Paddy Cosgrave foi o orador da sessão de abertura do segundo dia do Fórum Empresarial Algarve, que decorre hoje em Vilamoura, e em declarações à agência Lusa, disse que continua a ser surpreendido pelos números que a Web Summit consegue na capital portuguesa. “Este ano vai ser maior, vamos ter espaço adicional. E tivemos quase 10.000 pessoas que se candidataram para ser voluntárias.
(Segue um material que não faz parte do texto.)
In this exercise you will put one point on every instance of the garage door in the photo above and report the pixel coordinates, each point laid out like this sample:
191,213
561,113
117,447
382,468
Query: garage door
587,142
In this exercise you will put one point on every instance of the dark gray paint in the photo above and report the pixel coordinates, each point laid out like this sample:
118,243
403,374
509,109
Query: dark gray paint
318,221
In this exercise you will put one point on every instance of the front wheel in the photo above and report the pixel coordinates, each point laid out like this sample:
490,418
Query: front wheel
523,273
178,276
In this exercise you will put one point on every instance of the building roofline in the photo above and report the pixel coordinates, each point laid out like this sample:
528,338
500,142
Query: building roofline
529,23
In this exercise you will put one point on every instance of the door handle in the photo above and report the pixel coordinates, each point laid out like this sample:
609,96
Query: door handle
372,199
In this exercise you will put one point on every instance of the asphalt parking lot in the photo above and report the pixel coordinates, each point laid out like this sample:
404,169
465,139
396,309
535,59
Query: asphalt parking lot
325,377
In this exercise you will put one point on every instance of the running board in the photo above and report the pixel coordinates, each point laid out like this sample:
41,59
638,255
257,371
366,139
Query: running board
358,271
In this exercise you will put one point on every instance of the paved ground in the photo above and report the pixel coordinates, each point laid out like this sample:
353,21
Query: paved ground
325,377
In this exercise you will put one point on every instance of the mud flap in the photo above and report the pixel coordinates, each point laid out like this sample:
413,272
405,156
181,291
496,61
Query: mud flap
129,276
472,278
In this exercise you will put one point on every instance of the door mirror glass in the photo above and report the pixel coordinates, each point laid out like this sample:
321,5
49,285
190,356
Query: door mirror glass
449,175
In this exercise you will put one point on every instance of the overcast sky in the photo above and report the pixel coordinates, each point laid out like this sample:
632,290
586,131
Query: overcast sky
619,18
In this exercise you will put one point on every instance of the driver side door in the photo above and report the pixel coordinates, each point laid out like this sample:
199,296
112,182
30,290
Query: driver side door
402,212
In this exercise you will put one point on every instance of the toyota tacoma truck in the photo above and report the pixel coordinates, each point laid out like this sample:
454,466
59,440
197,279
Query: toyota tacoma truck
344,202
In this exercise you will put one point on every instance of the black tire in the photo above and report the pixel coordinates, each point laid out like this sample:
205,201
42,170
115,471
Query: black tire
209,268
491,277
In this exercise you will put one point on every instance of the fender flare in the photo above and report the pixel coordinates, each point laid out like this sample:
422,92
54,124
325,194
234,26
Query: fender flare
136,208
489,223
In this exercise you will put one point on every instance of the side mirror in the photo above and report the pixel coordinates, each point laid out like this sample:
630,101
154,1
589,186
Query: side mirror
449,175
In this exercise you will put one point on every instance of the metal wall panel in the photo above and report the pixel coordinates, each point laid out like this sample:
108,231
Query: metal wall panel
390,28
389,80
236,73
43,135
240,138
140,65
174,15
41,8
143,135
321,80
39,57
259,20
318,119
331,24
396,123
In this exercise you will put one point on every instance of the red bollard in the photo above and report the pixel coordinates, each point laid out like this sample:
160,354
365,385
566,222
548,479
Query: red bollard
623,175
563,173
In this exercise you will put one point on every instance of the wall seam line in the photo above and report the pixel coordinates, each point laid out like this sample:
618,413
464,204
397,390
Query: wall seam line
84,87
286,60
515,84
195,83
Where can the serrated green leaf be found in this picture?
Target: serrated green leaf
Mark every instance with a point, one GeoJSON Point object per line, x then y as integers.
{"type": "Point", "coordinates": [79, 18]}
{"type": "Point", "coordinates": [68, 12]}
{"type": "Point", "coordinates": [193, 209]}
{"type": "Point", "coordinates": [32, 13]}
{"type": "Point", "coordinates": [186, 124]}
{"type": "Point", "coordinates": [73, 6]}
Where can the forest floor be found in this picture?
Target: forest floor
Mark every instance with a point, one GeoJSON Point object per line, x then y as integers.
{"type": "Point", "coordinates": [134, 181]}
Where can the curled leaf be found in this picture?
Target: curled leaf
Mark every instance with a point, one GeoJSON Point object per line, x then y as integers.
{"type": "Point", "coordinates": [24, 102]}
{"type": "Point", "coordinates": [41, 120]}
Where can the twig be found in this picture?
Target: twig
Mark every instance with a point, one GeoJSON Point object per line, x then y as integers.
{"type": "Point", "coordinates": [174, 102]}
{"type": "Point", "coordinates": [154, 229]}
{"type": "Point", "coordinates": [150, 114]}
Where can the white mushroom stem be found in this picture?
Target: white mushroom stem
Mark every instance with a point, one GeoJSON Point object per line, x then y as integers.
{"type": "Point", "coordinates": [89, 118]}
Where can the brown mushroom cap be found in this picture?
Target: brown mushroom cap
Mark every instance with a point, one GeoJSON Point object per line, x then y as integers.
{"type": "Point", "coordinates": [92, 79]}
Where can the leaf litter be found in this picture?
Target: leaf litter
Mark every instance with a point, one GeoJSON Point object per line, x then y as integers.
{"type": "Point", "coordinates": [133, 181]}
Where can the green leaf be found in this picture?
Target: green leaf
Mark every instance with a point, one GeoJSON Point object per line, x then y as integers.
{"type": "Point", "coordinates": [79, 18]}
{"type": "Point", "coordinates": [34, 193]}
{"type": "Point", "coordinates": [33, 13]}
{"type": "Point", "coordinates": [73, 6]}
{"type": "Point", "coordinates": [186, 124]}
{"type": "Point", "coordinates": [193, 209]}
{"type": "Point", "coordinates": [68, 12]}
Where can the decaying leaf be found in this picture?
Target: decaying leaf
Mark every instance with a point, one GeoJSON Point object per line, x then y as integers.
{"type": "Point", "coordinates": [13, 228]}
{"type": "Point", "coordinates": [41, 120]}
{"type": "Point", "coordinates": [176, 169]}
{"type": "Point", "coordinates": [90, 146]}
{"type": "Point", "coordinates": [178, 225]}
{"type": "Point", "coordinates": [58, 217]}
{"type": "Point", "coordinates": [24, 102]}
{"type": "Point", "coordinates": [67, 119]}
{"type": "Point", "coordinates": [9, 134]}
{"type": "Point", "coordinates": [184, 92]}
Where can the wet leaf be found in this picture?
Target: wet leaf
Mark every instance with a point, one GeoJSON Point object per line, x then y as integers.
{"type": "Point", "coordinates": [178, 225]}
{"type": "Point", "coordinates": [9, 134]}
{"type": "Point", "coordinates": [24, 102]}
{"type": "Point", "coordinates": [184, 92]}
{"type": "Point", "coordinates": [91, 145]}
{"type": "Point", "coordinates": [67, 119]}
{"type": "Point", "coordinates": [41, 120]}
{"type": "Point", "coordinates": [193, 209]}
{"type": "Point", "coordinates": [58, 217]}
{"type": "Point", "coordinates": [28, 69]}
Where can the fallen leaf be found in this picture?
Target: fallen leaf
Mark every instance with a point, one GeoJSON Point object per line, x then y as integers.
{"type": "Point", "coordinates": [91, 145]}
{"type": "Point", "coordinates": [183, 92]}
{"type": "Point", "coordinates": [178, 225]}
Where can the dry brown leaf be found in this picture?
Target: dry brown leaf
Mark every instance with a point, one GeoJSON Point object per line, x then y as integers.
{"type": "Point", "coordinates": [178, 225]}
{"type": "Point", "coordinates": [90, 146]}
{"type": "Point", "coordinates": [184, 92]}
Vamos fazer um programa de voluntariado, chamado Programa Embaixador, no qual vamos ter 500 líderes de empresas emergentes e de universidades com menos de 25 anos em Portugal que vão acompanhar os mais importantes oradores que vão estar na Web SUmmit”, adiantou Paddy Cosgrave.

O fundador da Web Summit mostrou-se convicto de que este programa é benéfico nos dois sentidos, porque “os oradores ganham ao terem um tratamento preferencial” e “há um ganho para Portugal porque estas 500 pessoas vão ser a face do futuro e podem construir relações produtivas com pessoas como um editor do New York Times, por exemplo”.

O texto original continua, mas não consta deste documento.